1974年5月にクロイドンでJOHNNY MOPED & THE 5 ARROGANT SUPERSTARSとして結成。
その時点で、バンド名からしてもパンク色がプンプンする。
75年1月にバンド名をJOHNNY MOPEDと短縮。
当時はのちのキャプテン・センシブル=レイ・バーンズ(ベース)が在籍していたことで知られる。
パンク・ムーヴメントが勃発するとバンドは俄然勢いを得て、有名なROXY CLUBにも出演した。
1977年7月8日にチズウィック・レコーズよりシングル「No One」でレコード・デビュー。
当時のメンバーはジョニー・モープドことポール・ハルフォード(ヴォーカル)、スライミー・トード(ギター)、フレッド・バーク(ベース)、デイヴ・バーク(ドラム)の4人。
フレッドとデイヴはクリッシー・ハインドとTHE UNUSUALSというバンドで活動していたという。
JOHNNY MOPEDはヴォーカリストの名前でもバンド名でもあった。
(初期のALICE COOPER同様。

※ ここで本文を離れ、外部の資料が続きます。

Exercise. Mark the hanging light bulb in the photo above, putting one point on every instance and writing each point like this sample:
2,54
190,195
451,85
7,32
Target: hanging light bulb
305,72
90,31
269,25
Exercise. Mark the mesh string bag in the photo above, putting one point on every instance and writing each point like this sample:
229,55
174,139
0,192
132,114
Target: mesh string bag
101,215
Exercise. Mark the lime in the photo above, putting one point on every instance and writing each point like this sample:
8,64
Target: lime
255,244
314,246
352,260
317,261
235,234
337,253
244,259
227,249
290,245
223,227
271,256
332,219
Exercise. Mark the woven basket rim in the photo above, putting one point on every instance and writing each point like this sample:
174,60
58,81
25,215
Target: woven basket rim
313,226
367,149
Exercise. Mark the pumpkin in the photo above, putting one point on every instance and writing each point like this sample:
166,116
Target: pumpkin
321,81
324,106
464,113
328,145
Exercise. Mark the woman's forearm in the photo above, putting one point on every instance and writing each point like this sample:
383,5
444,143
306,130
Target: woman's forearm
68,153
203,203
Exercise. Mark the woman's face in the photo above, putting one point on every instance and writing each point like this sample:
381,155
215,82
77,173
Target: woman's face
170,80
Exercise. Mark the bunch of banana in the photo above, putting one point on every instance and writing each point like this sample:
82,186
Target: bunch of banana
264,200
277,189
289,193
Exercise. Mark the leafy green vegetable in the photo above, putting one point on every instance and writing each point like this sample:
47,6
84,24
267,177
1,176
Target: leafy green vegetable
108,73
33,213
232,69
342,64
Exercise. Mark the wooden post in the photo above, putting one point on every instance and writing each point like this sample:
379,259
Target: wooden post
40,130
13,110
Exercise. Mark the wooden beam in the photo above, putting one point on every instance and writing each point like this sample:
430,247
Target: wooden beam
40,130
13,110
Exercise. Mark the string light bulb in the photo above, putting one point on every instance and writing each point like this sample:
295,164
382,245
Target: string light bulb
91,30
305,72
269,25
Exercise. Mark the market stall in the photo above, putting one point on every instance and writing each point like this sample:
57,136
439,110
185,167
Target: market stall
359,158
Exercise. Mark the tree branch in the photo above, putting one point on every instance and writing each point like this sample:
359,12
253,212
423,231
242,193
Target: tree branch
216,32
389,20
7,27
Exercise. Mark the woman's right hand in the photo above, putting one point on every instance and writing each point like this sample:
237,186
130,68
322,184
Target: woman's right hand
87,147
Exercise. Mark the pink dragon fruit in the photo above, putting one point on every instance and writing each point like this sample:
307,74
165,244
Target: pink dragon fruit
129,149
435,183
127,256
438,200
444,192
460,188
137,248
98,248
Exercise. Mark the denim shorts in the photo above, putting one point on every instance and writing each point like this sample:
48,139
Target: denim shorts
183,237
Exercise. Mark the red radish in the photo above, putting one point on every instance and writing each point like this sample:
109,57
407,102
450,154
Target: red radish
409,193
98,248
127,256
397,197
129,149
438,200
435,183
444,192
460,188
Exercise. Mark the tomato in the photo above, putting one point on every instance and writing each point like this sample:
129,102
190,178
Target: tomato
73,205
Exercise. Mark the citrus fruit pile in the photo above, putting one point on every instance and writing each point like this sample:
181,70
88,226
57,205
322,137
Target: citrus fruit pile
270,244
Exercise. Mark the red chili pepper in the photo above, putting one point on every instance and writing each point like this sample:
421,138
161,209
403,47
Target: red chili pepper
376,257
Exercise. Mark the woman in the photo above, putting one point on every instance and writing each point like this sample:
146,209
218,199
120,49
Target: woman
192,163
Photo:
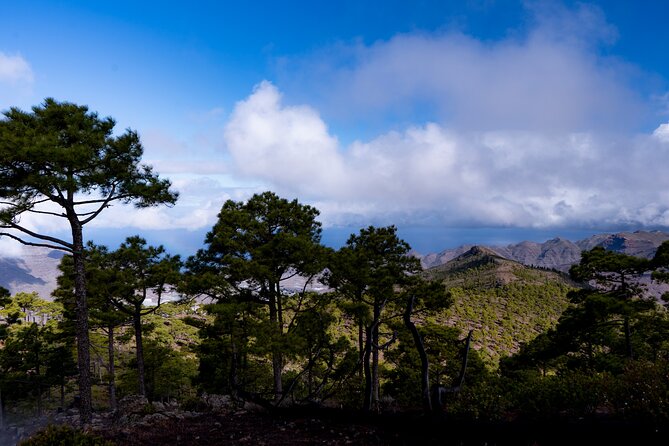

発音は”モープド”よりも”モープト”の方が近いのでは)
それにしてもスライミー・トード。
”ぬるぬるしたヒキガエル”って、凄いステージネームだな…。
ともあれ1978年3月24日、70年代当時唯一となったアルバム『CYCLEDELIC』をリリース。
この編集盤は『CYCLEDELIC』全曲と、「No One」をはじめとするシングルやアルバム未収録のスタジオ録音、そして1978年2月19日にROUNDHOUSEで録音されたライヴ音源(キャプテン・センシブル参加)を29曲79分半詰め込んだモノ。
「No One」をはじめとして、ジョニー・モープドが濁声でわめき、曲のエンディングとかそれ以外とかで”イヤイヤァ~!”とか”ア~ッ!”とか謎の絶叫が入るのがなんとも言えん。
あと、チャック・ベリー「Little Queenie」は何故裏声…。
シド・ヴィシャスもカヴァーしたエディ・コクラン「Somethin' Else」も演っている。
とにかく全体に品がない感じがたまらん。
(一方でまったくパンクに聴こえないポップ・ナンバー「Darling, Let's Have Another Baby」で音楽誌の”Single Of The Week”を獲得していたりも)
ところでリフといいソロといい…スライミー・トード、この人、実はハード・ロック上がりなのでは?
(ヒゲのルックスもそれっぽい)
で、このバンドの何が素晴らしいって、何より絶妙にダサ過ぎるルックスだろう。
ジョニー・モープド、今改めて見ると、コレ…スギちゃんじゃねえか!
「ワイルドだろお?」
(BUZZCOCKSとTHE STUKASのバッジが目を引く)
そして警官のコスプレをしたスライミー・トードに、刑事ドラマ風(?)のフレッド・バーク…。
この編集盤のライナーノーツは、デイヴ・バークが手掛けている。
曰く、”俺たちは不思議なバンドだった”と。
うん、そうだね…。
1978年11月にMOTORHEADがHAMMERSMITH ODEONでヘッドライナーとしてライヴを行なった時、前座を務めたのがJOHNNY MOPEDだった。
(大ブーイングだったらしい)
MOTORHEADがその後たちまちスターダムに登り詰めた一方で、JOHNNY MOPEDは78年末に解散。
フレッド・バークがアルコールの問題を抱ええていたことも影響したらしい。
バンド解散後、デイヴ・バークは短期間(たった3週間)THE DAMNEDに参加し、その後キャプテン・センシブルと活動する。
しかしJOHNNY MOPEDは80年代以降再結成を繰り返し、2011年からは安定した活動を継続。
ツアー活動だけでなく、アルバムのリリースも続けているのだった。